“If it was hidden, how did you know it was there?”
“I walked over to the agency after Holly left, and I poked around a bit. That’s when I saw it. The agency may have been falling apart, but the camera looked new.”
My pulse quickened. “Do you think Holly saw the camera?”
“I doubt it.”
I took in everything he had told me.
The lies.
The secrets.
A hidden camera at a shuttered business.
“Where were you the day Holly died?” I asked.
“In Sedona,” he said. “I was in a holistic seminar all day. I can give you a list of names of people who saw me there.”
“Sure, I’ll take it.”
He reached for a small notepad on the counter. While he wrote, I took one last look around the camper van. On the wall was a collage of pictures of what appeared to be Lenny and Holly in earlier times. After all these years, it appeared he’d never forgotten her. And now, at the moment he was ready to step back into her life, her life was taken.
Lenny tore the paper free from the notepad and handed it to me. “Here you go.”

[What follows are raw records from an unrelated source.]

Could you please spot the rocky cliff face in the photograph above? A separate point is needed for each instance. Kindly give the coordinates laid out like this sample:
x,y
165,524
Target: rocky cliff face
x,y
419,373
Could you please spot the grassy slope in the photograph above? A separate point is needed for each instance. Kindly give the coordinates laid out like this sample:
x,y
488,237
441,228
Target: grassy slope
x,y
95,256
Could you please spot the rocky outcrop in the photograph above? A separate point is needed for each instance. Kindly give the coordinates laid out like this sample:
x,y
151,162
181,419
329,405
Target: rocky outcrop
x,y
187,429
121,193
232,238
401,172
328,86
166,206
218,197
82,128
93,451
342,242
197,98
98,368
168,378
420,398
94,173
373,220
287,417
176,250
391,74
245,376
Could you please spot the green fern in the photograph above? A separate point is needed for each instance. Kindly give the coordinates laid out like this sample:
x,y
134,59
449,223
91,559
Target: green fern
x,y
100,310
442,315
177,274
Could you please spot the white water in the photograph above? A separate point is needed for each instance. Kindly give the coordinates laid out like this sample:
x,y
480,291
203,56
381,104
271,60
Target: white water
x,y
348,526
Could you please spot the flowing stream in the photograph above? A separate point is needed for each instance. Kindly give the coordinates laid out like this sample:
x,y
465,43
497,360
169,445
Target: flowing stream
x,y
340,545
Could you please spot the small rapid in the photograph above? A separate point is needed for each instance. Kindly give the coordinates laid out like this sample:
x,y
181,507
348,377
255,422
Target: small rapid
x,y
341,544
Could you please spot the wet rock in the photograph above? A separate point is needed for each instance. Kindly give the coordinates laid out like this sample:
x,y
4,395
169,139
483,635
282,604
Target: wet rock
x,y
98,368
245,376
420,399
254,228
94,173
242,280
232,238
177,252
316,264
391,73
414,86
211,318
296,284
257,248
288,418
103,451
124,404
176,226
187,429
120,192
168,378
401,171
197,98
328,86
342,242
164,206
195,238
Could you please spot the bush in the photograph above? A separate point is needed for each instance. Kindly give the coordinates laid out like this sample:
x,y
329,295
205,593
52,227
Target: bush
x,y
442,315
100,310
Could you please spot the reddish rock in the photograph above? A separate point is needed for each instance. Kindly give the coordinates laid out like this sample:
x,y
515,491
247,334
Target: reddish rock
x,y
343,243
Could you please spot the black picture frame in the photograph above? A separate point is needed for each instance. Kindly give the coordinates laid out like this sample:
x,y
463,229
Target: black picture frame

He looked out the window, his eyes fixed on the red cliffs beyond the park. “It was hard, you know? Seeing Holly again, even if it was from a distance. She may not have been in my life for long as a child, but the years we were together were my happiest. We always think we have more time, until we don’t.”
I nodded and stood.
“When you find the person who did this, I’m going to look them in the eye, give them a piece of my mind.”
In the time we’d talked, he’d come across as a man who was gentle and soft-spoken, with the exception of what he’d just said to me.
Not that I blamed him.
If what he’d told me was true, he’d held a flicker of hope—hope that one day he and Holly could reunite—and that hope had been taken from him.
It was dusk when I stepped outside, and the last of the day’s sun was washing the park in burnt-orange light. I walked to the car, reflecting on our conversation.
The camera at the adoption agency was suspicious.
Someone else had also been following Holly, and I needed to know who.
10
The next morning, I called Wren to update her on the developments of the case so far. After the call ended, I saw that Hunter had texted me the address of the adoption agency, and I headed that way.
The agency sat on the edge of a quiet business district, tucked between an abandoned consignment shop and a building with a faded sign that once read “Travel Center.” Part of the last word had peeled off, leaving only “Travel Cen,” which felt like its own sad plea to an area of San Luis Obispo that had once been thriving.
I pulled into the cracked parking lot and parked close to the front door. The building looked dead, the kind of dead that went beyond empty. A metal plate covered the old mail slot, a thin layer of dust coated the glass, and there was an old, faded “For Lease” sign tilted behind the front window.
I stepped out of the car and walked to the entrance, searching for the surveillance camera. I looked in the hedges where I thought it should be, surprised to see it was no longer there. Someone had removed it. A bracket remained, along with the outline of a dark square on the siding.
Next, I tried the door.
It was locked, so I walked around back.
A rusted dumpster leaned against the wall, and a stack of old pallets sat beside it. One of the latches on a window around back had rust spots. It also looked loose. I dug a small tool out of my bag and wedged it beneath the frame. Seconds later, the wood creaked and the latch popped.